Mat 10:31 Fear not therefore: better are you than many sparrows.
“Fear not, therefore,” &c. Proceed intrepidly and courageously in the holy work of preaching the Gospel, committing yourselves to God’s special providence. “Therefore,” expresses the practical conclusion from the foregoing.
“You,” on whose account the sparrows and all animals exist—which is common to all men—and who are specially the sons of God, “are better,” &c. Although hated by all men, proceed, therefore, courageously to your work of preaching, casting yourselves on God’s providence, who will provide for you better than you could for yourselves, and will make your sufferings subserve to His own greater glory, and your final salvation.
Mat 10:32 Every one therefore that shall confess me before men, I will also confess him before my Father who is in heaven.
Having animated His disciples already against persecutions, without fear of infamy or death, our Redeemer now animates them by placing before them the utility of confessing Him, and the misfortune entailed by the denial of Him.
“Therefore,” may be an inference from the foregoing (16–22), or it may be regarded as a continuation of the preceding, as in Luke (12:28). “And I say to you,” &c. Here, is conveyed an additional reason to preach Christ intrepidly. “Every one that shall,” by word, or example, or by act, “confess Me before men,” in due circumstances, and shall persevere to the end in doing so, and, interrogated by tyrants regarding the faith, shall openly and ingenuously profess that he believes in Me, as the eternal Son of God, and shall also, sooner than violate My law, submit to death, thus honouring Me and My law, such a one, “HIM,” “will I also confess before my Father,” &c., i.e., I shall honour him before all mankind on the Day of Judgment (Mark 8:38), “cum venerit filius hominis,” &c. He here proposes a reward, to induce them to preach Him intrepidly; and He contrasts, the glory which they shall publicly receive, in presence of His Heavenly Father, and all mankind, with the honour they give Him before men. He compares His Father and the Angels (Luke 12) with men, and Himself with us, mortals.

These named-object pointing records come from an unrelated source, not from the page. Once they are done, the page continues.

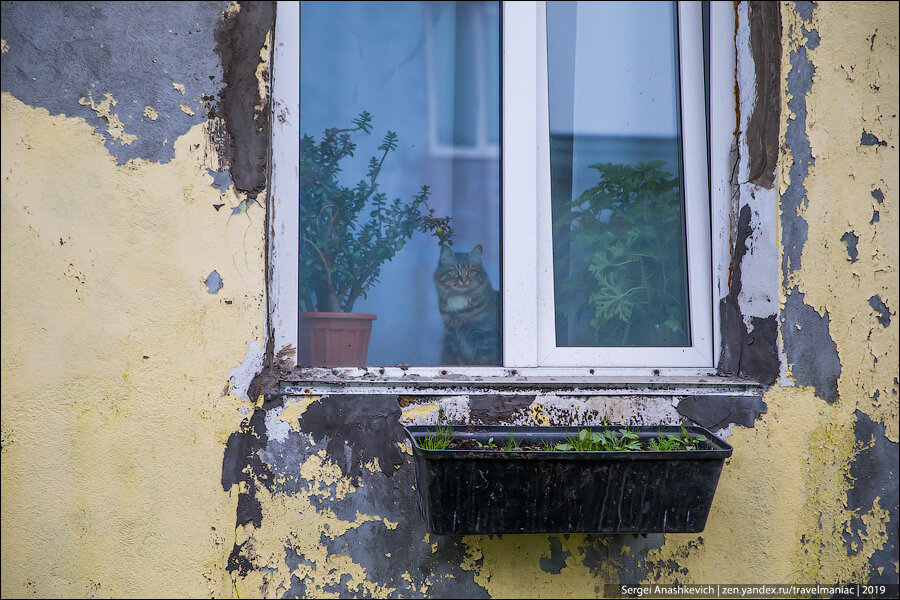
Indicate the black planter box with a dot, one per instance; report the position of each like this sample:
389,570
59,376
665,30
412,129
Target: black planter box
494,491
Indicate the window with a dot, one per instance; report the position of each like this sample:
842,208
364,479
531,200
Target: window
581,219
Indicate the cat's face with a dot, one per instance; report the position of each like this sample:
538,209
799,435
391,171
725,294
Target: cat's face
460,272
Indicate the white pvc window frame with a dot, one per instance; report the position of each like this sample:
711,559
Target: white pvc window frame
528,336
525,72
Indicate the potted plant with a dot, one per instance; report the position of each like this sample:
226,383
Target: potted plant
341,254
611,479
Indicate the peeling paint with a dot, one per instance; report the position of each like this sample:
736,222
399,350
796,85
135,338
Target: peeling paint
213,282
252,492
116,128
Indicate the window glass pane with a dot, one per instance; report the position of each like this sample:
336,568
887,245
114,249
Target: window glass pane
619,259
429,72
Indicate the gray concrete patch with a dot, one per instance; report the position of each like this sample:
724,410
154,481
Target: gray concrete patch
873,474
62,52
810,350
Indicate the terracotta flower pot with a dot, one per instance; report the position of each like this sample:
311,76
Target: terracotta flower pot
334,339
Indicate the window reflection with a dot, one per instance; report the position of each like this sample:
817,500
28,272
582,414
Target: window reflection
620,276
430,73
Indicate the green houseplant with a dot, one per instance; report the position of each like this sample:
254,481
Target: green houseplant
627,234
347,233
589,479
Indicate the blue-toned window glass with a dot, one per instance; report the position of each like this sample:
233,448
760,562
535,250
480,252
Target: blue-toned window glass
429,73
620,267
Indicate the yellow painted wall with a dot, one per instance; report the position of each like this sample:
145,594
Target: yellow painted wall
111,462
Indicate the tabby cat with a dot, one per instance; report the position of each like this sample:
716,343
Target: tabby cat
470,308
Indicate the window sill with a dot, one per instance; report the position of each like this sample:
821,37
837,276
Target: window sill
503,381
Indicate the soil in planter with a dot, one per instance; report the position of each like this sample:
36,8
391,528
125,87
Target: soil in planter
470,444
531,446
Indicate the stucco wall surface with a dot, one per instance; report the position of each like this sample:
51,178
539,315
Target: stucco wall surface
133,464
116,355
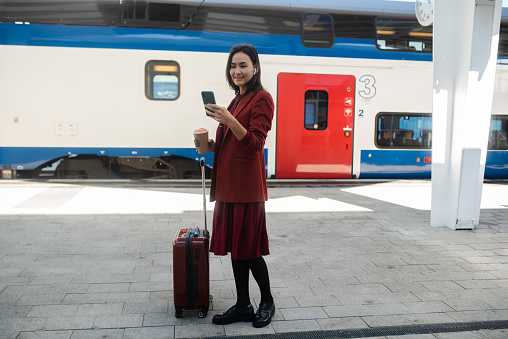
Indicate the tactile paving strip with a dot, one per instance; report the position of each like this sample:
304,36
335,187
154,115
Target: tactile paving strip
384,331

Mat 10:33 But he that shall deny me before men, I will also deny him before my Father who is in heaven.
If the hope of reward will not animate them, then let the fear of punishment do so. There are certain circumstances in which the open confession of our faith is a matter of precept, under pain of damnation. “He will deny them; He will know them not,” and so they shall be condemned, “discedite a me, &c.”
For “confess Me,” the Greek is, “confess in Me,” a Hebrew and Greek construction for “confess ME;” or, the words may mean, as with Maldonatus, “glory in Me,” make Me the subject of their glorying in due circumstances; in Him shall I glory, and make the subject of my boasting, in turn. Or, “in Me,” may mean, concerning Me.